Baskıyla, korkuyla veya tehdit altında yapılan davranışlar ahlaki olarak nitelenemez. Yapılan bir davranışın ahlaki bir davranış olması için kişinin kendi isteği ile ve özgürce yapılması gerekir. Bu nedenle kanun korkusuyla, anne baba veya öğretmen korkusuyla, toplumsal baskı sonucu yapılan davranışlar güzel ahlak örneği olarak kabul edilemez. Çünkü ahlak, gelip geçici bir hâl olmayıp insanın iç dünyasına yerleşen, onun bir parçası hâlini alan kabiliyetler bütünüdür. Örneğin bir kişi, herkes durduğu için kırmızı ışıkta duruyorsa, buna karşılık kimsenin olmadığı bir ortamda kırmızı ışıkta durmadan karşıya geçiyorsa, bu kişinin diğer insanların yanında iken kırmızı ışıkta durması ahlaki bir davranış olarak değerlendirilemez. Çünkü bu davranış şekli o kişi tarafından benimsenmiş ve karakter hâline gelmiş bir davranış biçimi değildir. Bu şahıs bulduğu ilk fırsatta farklı şekilde davranmıştır. Bu durum, kırmızı ışıkta durmanın toplumsal baskı sonucu ortaya çıkmış bir davranış olduğunu gösterir. Trafik kurallarına uymak o kişide bir ahlak hâline gelmiş olsaydı o kişi her durumda aynı davranışı gösterebilecekti.

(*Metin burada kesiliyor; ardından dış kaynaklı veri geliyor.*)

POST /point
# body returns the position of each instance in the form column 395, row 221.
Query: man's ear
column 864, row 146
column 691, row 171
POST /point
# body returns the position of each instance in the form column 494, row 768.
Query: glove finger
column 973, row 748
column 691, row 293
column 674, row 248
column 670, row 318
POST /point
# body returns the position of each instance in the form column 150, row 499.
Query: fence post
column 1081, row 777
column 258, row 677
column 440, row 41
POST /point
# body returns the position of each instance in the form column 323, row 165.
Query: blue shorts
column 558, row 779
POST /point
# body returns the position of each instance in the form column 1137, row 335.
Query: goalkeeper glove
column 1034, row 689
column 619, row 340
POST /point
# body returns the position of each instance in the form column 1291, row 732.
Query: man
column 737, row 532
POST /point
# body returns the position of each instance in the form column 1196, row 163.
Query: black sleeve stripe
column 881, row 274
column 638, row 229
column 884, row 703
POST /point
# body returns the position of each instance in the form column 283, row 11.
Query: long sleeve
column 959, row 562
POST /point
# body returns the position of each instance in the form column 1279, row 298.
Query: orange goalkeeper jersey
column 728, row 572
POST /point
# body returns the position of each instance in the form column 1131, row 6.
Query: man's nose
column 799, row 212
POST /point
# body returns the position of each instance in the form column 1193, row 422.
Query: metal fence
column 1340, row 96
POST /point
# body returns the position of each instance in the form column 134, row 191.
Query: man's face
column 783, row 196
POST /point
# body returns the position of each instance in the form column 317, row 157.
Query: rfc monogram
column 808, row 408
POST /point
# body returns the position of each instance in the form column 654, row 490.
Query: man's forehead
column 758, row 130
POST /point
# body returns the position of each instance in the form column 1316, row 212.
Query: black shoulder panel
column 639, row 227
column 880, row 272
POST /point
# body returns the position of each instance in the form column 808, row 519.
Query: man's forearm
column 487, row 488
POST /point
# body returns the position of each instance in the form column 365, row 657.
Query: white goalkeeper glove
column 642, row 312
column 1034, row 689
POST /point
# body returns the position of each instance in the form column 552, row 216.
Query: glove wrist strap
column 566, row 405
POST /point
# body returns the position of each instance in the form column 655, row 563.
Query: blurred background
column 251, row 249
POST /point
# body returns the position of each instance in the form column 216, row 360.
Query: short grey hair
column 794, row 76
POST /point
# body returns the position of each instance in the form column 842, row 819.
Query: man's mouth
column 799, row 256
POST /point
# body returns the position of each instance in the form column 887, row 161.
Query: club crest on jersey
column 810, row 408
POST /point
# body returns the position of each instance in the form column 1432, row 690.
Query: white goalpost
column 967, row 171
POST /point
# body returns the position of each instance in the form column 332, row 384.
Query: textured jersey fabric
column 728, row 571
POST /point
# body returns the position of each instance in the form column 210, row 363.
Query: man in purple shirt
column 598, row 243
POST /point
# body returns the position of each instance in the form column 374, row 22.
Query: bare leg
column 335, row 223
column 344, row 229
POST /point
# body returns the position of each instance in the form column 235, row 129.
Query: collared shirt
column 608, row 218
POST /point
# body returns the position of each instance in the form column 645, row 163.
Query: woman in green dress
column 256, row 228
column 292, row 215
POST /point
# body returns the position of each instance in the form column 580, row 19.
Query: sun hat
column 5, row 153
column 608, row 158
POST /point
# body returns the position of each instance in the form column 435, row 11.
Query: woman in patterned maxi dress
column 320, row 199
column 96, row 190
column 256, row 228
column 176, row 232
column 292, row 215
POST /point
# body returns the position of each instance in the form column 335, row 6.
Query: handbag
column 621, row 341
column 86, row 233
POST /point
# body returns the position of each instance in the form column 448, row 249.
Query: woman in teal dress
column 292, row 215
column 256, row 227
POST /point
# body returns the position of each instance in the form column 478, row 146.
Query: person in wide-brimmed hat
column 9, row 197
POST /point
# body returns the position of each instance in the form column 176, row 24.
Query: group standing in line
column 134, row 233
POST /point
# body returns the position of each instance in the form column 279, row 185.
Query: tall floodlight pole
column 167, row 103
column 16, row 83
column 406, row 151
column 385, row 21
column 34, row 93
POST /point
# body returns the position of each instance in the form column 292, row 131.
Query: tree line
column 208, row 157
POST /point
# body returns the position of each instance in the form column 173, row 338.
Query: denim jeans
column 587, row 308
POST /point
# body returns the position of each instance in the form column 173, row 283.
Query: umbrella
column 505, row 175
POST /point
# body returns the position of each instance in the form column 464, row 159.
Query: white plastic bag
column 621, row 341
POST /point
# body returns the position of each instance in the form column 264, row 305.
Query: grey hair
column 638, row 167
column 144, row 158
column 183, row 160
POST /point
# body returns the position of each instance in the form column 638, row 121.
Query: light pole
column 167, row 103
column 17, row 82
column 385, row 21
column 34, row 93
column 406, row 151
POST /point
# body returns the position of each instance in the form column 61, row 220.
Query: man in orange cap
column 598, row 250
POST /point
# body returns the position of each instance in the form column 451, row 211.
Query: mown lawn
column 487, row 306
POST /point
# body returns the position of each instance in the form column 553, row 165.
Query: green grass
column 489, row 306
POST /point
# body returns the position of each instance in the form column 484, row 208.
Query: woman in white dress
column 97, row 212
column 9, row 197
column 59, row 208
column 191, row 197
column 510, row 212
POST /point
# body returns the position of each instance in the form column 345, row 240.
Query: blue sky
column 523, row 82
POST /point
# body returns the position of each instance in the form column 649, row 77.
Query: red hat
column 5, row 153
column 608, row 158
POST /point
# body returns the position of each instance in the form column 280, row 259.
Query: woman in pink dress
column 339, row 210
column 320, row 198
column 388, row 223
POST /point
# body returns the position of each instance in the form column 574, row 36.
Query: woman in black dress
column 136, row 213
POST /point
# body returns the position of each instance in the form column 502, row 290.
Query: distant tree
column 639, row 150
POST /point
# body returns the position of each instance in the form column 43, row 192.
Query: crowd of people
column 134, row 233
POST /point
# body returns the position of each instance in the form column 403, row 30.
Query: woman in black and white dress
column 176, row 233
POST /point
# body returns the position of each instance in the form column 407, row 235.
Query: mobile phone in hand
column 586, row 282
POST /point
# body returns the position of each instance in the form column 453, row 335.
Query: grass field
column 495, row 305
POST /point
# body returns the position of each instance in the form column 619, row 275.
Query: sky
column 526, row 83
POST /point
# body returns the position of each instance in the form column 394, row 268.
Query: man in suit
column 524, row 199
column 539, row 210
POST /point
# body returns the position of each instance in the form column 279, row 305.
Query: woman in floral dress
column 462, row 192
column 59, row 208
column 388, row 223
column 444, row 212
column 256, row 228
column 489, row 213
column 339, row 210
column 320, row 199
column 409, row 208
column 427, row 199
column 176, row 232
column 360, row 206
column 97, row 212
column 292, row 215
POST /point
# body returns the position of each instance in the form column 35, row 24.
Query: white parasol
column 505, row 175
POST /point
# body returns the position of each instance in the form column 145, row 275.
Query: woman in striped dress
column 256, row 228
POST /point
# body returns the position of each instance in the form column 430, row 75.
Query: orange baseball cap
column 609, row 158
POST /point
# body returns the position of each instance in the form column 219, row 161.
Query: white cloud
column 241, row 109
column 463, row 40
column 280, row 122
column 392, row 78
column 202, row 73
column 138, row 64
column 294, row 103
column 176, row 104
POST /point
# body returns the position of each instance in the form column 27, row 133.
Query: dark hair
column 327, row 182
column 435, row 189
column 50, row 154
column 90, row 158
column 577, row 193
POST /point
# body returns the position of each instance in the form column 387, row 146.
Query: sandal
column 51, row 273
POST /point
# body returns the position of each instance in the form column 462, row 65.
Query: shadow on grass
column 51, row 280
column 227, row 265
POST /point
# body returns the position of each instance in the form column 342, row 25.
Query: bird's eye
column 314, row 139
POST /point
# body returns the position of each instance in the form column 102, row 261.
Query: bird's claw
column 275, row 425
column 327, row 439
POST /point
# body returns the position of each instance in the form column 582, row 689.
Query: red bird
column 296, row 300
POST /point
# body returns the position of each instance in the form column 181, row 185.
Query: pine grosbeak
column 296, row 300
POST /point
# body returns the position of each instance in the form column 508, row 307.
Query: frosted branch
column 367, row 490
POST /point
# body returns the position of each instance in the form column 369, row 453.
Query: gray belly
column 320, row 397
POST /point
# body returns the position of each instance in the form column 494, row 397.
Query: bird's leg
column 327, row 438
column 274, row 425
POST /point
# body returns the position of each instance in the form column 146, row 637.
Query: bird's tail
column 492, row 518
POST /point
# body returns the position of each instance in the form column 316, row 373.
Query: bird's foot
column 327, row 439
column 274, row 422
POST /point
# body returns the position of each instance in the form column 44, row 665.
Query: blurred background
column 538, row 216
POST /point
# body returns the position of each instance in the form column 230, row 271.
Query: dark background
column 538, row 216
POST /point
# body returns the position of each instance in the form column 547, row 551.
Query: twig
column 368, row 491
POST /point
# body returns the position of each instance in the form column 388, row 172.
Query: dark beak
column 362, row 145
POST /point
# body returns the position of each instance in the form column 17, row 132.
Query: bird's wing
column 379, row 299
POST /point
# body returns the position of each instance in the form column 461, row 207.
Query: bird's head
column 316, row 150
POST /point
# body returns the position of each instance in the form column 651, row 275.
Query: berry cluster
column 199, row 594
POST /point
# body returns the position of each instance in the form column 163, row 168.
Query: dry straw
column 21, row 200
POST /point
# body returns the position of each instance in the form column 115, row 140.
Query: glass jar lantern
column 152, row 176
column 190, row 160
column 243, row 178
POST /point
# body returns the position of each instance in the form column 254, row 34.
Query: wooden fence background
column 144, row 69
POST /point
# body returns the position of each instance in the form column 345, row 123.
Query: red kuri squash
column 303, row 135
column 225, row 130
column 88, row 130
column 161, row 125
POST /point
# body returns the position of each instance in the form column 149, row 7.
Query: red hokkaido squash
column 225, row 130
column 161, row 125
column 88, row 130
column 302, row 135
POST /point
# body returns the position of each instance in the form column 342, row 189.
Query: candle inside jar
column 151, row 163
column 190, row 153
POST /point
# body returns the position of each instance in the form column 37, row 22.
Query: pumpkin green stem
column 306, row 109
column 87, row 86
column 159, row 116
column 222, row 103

Yardımsever olmadığı hâlde insanlara gösteriş yapmak için yardım eden veya toplum içerisinde Müslümanlara karşı dürüst davranıp Müslüman olmayanları aldatmaya çalışan kişilerin bu davranışları da ahlaki olarak değerlendirilmez. Çünkü bu tür davranışlar ikiyüzlülük göstergesidir. Mevlânâ’nın “Ya olduğun gibi görün ya da göründüğün gibi ol!” sözü insanların asıl itibarıyla nasıl iseler ona uygun olarak davranmaları gerektiğine işaret eder.